Una realidad que supera la capacidad operativa
Durante la charla, el camarista fue contundente al referirse a la demora en las resoluciones judiciales, un reclamo constante de la sociedad. «La gente es entendible que crea que su problema debe ser resuelto ya, porque su problema es ya y los tiempos de la justicia no son los tiempos de la gente», afirmó, reconociendo la urgencia de los conflictos familiares.
Sin embargo, los números que aportó son alarmantes: «El Fuero de Familia tiene 36.000 causas en trámite y somos solo 4 jueces para atenderlas». A pesar de contar con un equipo de aproximadamente 150 personas que «no tiene vida realmente» por la carga horaria, la desproporción entre expedientes y magistrados es evidente.
Comparativa regional y el modelo de gestión
El magistrado comparó la situación local con provincias vecinas para contextualizar la eficiencia del sistema sanjuanino. Señaló que Mendoza cuenta con 26 jueces de familia y San Luis con 12, evidenciando que San Juan opera con una estructura mucho más reducida.
A pesar de esto, destacó que el nuevo sistema de gestión mediante oficinas judiciales ha permitido agilizar procesos que antes tomaban años. «En Mendoza un juicio de alimentos demora entre 3 y 4 años; acá, si un abogado lo lleva al día, en dos o tres meses tiene sentencia», explicó, aunque aclaró que este plazo sigue sin ser el ideal.

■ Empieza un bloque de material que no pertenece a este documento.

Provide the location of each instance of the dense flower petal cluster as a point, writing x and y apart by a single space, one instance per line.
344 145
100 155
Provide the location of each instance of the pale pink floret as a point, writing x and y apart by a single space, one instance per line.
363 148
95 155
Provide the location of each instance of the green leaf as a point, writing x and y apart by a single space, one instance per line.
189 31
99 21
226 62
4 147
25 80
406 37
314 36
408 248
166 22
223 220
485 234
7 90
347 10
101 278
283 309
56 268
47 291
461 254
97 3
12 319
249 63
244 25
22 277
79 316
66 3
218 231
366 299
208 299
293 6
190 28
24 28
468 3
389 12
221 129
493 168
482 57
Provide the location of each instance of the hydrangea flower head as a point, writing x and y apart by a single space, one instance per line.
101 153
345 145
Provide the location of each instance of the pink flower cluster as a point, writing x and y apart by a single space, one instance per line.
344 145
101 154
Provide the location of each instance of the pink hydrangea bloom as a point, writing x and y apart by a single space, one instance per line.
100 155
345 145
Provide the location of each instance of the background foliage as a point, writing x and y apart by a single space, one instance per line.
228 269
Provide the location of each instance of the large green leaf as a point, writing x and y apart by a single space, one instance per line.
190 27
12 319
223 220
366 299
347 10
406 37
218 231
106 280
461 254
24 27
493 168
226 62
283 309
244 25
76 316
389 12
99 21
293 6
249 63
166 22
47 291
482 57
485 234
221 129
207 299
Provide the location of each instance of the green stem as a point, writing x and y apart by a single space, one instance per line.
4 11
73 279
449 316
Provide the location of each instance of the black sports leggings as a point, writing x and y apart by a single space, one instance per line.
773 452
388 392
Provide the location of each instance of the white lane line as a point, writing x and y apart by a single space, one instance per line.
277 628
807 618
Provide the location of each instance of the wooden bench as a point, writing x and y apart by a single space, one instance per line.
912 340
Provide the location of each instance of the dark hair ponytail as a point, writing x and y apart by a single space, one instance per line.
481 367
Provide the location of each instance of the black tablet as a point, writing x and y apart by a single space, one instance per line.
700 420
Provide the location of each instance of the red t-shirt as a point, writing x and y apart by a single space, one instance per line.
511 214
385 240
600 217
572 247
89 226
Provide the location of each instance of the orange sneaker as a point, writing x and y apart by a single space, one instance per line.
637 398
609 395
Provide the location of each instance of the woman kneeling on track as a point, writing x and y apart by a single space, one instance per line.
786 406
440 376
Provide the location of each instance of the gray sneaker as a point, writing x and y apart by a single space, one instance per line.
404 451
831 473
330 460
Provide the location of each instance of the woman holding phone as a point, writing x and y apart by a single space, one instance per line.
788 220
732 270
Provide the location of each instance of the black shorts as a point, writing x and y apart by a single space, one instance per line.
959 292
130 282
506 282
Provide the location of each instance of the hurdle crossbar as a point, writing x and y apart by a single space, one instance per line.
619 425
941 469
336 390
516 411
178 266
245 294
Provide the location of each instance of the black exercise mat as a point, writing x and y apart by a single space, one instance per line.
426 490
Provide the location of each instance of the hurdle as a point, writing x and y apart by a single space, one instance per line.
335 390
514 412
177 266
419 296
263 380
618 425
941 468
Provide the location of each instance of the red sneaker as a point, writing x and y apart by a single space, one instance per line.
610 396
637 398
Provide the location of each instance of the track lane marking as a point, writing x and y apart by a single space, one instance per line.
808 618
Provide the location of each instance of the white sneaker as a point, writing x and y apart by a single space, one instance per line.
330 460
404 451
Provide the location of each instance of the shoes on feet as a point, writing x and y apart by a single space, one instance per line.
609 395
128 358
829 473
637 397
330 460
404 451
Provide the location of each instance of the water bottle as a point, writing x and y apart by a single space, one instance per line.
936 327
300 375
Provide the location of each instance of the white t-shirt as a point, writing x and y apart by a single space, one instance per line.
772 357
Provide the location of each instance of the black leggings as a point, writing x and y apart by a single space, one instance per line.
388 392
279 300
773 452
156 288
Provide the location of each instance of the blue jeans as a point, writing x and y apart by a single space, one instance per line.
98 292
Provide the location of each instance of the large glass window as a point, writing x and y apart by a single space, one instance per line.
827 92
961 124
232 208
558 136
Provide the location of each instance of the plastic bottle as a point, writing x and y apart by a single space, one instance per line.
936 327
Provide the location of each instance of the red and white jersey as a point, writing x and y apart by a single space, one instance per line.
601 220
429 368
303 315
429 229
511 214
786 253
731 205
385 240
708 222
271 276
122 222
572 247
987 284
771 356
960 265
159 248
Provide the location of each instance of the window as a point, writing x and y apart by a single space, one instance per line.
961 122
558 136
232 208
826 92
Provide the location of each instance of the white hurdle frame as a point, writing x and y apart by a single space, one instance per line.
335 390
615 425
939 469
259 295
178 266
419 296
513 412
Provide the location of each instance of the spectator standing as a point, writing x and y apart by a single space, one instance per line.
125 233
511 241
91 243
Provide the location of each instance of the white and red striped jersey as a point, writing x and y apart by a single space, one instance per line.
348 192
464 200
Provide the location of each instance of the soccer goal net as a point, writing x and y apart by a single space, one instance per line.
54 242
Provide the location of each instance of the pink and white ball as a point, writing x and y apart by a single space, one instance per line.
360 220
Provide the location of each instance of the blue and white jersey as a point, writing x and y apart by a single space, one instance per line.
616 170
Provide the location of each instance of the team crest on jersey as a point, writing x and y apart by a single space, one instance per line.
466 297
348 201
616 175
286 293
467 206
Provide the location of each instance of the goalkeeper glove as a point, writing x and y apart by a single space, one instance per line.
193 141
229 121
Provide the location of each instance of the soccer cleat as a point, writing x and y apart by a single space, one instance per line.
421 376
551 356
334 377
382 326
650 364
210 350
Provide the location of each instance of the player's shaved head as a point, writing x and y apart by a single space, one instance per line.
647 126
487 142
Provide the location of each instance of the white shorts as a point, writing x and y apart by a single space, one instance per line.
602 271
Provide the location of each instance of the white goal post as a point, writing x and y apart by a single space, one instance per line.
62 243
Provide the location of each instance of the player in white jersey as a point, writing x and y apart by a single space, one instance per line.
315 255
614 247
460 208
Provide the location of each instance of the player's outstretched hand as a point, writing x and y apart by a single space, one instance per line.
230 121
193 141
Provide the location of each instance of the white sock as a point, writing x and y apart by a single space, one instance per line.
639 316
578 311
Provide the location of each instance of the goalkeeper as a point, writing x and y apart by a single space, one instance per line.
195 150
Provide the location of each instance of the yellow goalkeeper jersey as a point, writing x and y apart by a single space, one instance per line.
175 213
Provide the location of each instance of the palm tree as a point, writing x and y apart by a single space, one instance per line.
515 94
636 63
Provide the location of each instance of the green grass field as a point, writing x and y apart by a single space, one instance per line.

Hacia una solución estructural
Al ser consultado sobre la necesidad de incorporar más jueces, la respuesta fue afirmativa. «¿Son suficientes 4 jueces? No, claramente no lo son», sentenció. Si bien existe una decisión de la Corte de Justicia de aumentar el número de magistrados, el camarista recordó que esto depende de una decisión política y de la asignación de presupuesto.